Scrivere è sempre un po’ ‘autobiografia dell’ombra’. C’è qualcosa di me in Estella, ma anche in Marcello, in Cola Forti, e in Maccabeo, persino in Gedeone, il cane pazzo di Estella. Tuttavia, nessuno di questi mi assomiglia.
Solitudini, morte, parole d’amore che rimangono impronunciate, una piccola realtà che sta per franare, eppure Cade la terra è per te un inno alla vita.
Esatto. E’ frutto di una ricerca specifica, che è anche una postura, il mio modo di stare nelle cose: cerco la vita là dove non la si sospetta, nelle anse in cui si è nascosta. Così, consentire alle pietre scabre di parlare, risuonare tanto più ora che hanno ormai perduto la destinazione d’uso, è mettersi in ascolto della vita che dicono, prima ancora che della morte, le attraversa.
Da anni ti occupi di Comuni, oggetti abbandonati. Cosa c’è dietro questa passione?
Mi pare che un borgo abbandonato sia quanto di più vicino possa esserci alla parte più profonda e forse più autentica di noi. Il tempo può andare avanti e indietro come un matto. D’improvviso si aprono squarci che ci mettono in contatto con ciò che eravamo.

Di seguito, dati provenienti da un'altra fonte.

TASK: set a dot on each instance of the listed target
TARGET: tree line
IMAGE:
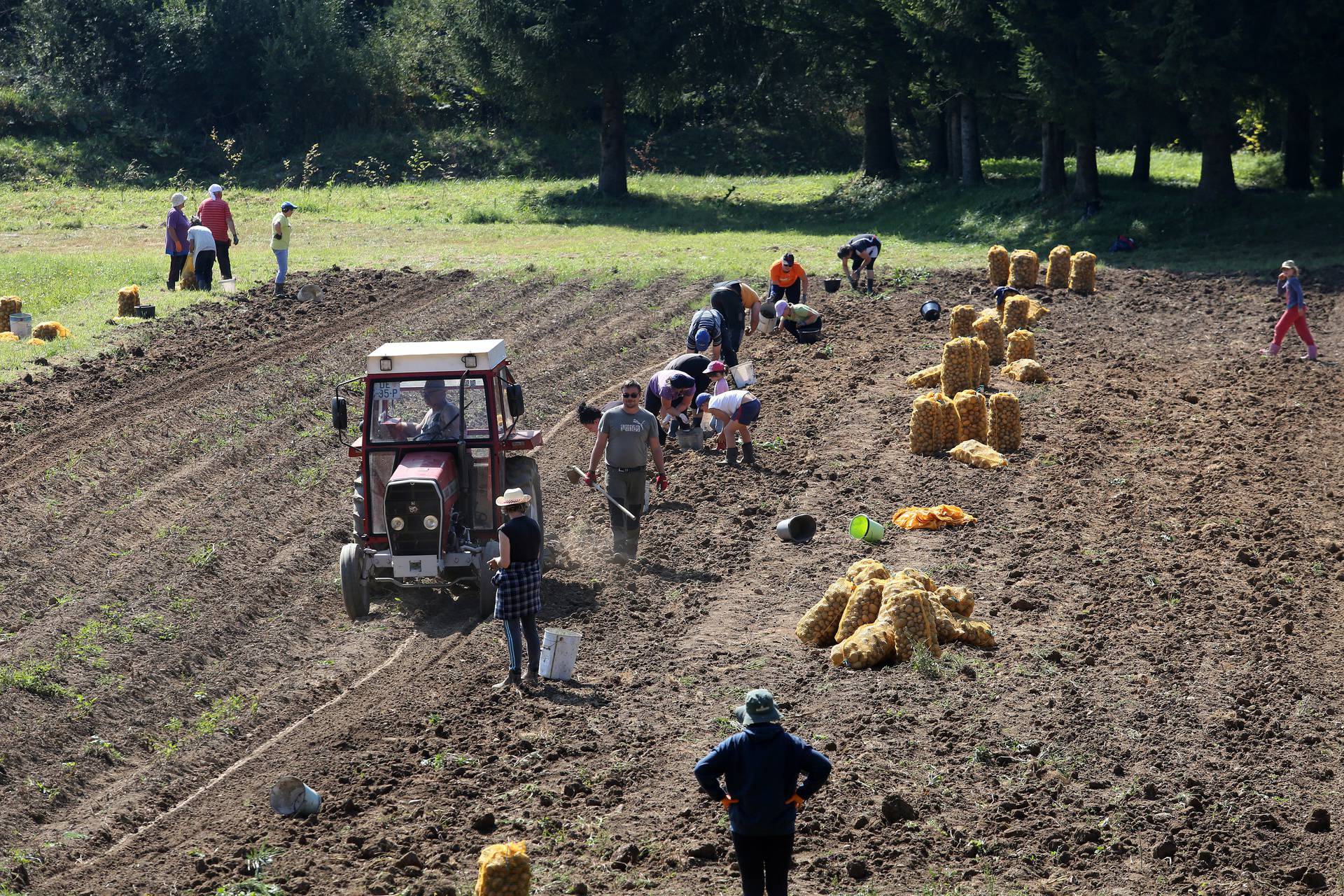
(933, 80)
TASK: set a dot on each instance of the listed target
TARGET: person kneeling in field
(733, 412)
(803, 321)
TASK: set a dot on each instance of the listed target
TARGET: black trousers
(222, 257)
(764, 862)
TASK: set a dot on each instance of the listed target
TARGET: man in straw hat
(518, 582)
(625, 437)
(760, 767)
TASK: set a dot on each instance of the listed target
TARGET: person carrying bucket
(733, 298)
(625, 437)
(733, 413)
(760, 767)
(518, 586)
(803, 321)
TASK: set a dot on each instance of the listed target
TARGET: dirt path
(1161, 564)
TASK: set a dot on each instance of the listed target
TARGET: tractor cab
(440, 438)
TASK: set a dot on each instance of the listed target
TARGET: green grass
(66, 250)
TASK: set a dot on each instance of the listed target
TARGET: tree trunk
(610, 179)
(939, 147)
(971, 171)
(879, 149)
(1332, 148)
(1297, 143)
(953, 112)
(1142, 155)
(1053, 179)
(1086, 181)
(1215, 167)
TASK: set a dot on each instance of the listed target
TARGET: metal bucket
(743, 374)
(20, 324)
(797, 528)
(292, 797)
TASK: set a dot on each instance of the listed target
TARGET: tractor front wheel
(354, 586)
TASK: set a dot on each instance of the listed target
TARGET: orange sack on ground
(934, 517)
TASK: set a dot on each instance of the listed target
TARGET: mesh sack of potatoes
(960, 320)
(1016, 311)
(1082, 274)
(1025, 269)
(958, 365)
(8, 305)
(1022, 344)
(983, 367)
(927, 377)
(1026, 370)
(972, 414)
(1004, 422)
(864, 570)
(997, 266)
(862, 609)
(961, 601)
(870, 647)
(988, 331)
(819, 624)
(50, 330)
(1057, 267)
(504, 871)
(127, 300)
(977, 454)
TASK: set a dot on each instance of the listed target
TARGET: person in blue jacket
(760, 767)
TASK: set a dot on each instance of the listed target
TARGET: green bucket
(867, 530)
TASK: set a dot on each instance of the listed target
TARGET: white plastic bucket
(20, 324)
(559, 653)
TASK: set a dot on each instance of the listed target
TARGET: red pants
(1294, 317)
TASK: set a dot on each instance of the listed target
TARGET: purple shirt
(179, 225)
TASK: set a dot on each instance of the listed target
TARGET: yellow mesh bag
(1025, 269)
(960, 320)
(977, 454)
(1057, 267)
(504, 871)
(1082, 274)
(818, 626)
(1021, 344)
(862, 608)
(997, 266)
(988, 331)
(972, 414)
(1004, 422)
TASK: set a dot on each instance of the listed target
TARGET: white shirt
(204, 241)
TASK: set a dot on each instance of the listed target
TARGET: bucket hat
(758, 707)
(511, 498)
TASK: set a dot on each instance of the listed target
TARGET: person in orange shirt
(788, 281)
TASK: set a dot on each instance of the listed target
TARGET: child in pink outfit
(1294, 315)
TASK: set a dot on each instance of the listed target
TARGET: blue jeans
(514, 631)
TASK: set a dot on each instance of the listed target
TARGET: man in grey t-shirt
(625, 435)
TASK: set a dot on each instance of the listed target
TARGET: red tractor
(438, 442)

In un paese abbandonato può tornare il tempo o può sospendersi. Interi decenni possono essere percorsi in un soffio. Basta entrare in una casa abitata negli anni ’20 e, subito dopo, entrare in una abitata negli anni ‘80; si può addirittura cercare di cambiare i destini, ora che il destino che ha infuriato per anni si è concluso. C’è dietro forse un modo della resistenza: provo a resistere così a un presente sempre più vacuo, che non m’intriga, lanciato com’è verso non si sa cosa. C’è poi anche il desiderio di cercare un posto in cui stare, anche solo per poco. Una dimora provvisoria in cui posso restare in silenzio e sentirmi a casa, una casa qualunque.